People and culture are obstacles for banks, too, said Jeff McMillan, chief analytics and data officer at Morgan Stanley Wealth Management.
“The challenge with big organizations is managing the change, making sure everyone is in the boat as you move along,” McMillan said. “While it's OK to be a little fearful, it's making sure that people understand what they're doing and they've bought into that strategy. Because if you don't, you will fail.”
Val Srinivas, research leader, banking and securities at Deloitte, pointed out that the fintech revolution has forced traditional banks to change their ways.
"What the fintechs have done to the incumbents is encouraged them to reassess” the balance between sales and service, he said.
Big banks are still amassing assets, and they're still profitable, Srinivas said.
“But what [fintechs have] changed is the basis of competition, and the change is focused on the customer. So different innovation models will emerge, and partnerships is one of them.”
But startups have their own struggles.
Fintech startup CEO Morgan Downey founded Money.net, which provides software for accessing financial information and competes with firms like Thomson Reuters, talked about the starts and stops.
"We've micro-pivoted 100 times over the last three years,” he said. “We've come up against some roadblock or technology that we thought could work, and we'd find a better solution because we’d see someone in the industry has something better or what we're using just doesn't work. We've learned a huge amount over the last three years, and there's been a lot of micro failures. But you have to do that."
And while banks find hiring the right tech team difficult because financial institutions are not as glamorous as fintechs, Downey said hiring is not that easy at a fintech startup, either.
“Some people can't deal with the volatile situation you have in a startup,” Downey said. “Some days when I leave the office I will take the trash out. And I don't grumble or write [angry] emails. You've got to be OK with a very fluid, volatile situation and imperfect information. You have to have a highly self-starting person who doesn't need a lot of support and who can do multiple roles and operate in a very imperfect market with a lot of volatility.”
Harit Talwar, head of digital finance at Goldman Sachs and overseer of its new Marcus online lending platform for consumers, which is kind of like a startup within a 147-year-old company, gave a rosy update on its blend of old and new. He said “hundreds of thousands” of customers have gotten loans through it, often to refinance credit card debt, and that an online deposit platform is being integrated into Marcus.

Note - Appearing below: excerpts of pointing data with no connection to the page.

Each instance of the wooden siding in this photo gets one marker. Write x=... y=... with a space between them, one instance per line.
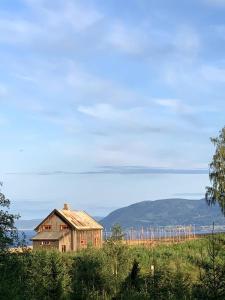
x=72 y=239
x=53 y=245
x=89 y=237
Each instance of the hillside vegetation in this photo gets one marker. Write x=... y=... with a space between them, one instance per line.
x=192 y=270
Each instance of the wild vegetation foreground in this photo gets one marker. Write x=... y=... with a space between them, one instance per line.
x=190 y=270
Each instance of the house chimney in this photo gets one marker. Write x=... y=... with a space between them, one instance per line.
x=66 y=206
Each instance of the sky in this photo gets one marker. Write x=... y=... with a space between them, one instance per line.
x=108 y=103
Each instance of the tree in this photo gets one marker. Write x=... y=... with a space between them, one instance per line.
x=216 y=192
x=8 y=231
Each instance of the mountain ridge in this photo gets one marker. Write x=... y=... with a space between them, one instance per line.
x=165 y=212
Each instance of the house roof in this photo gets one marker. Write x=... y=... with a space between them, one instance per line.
x=48 y=235
x=79 y=220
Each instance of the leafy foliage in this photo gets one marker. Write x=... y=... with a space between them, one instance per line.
x=216 y=192
x=192 y=270
x=8 y=231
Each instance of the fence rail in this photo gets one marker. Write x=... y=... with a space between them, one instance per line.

But he also acknowledged that Marcus was started during a favorable interest rate environment.
"There has been an incredible amount of benign credit cycle and benign interest rate environments,” he said. “We knew when we were starting the business, environments don't always stay benign. … And therefore you've got to be prudent before markets turn, rather than after they turn.
"We don't take any of it for granted,” he said. “We are paranoid every single day."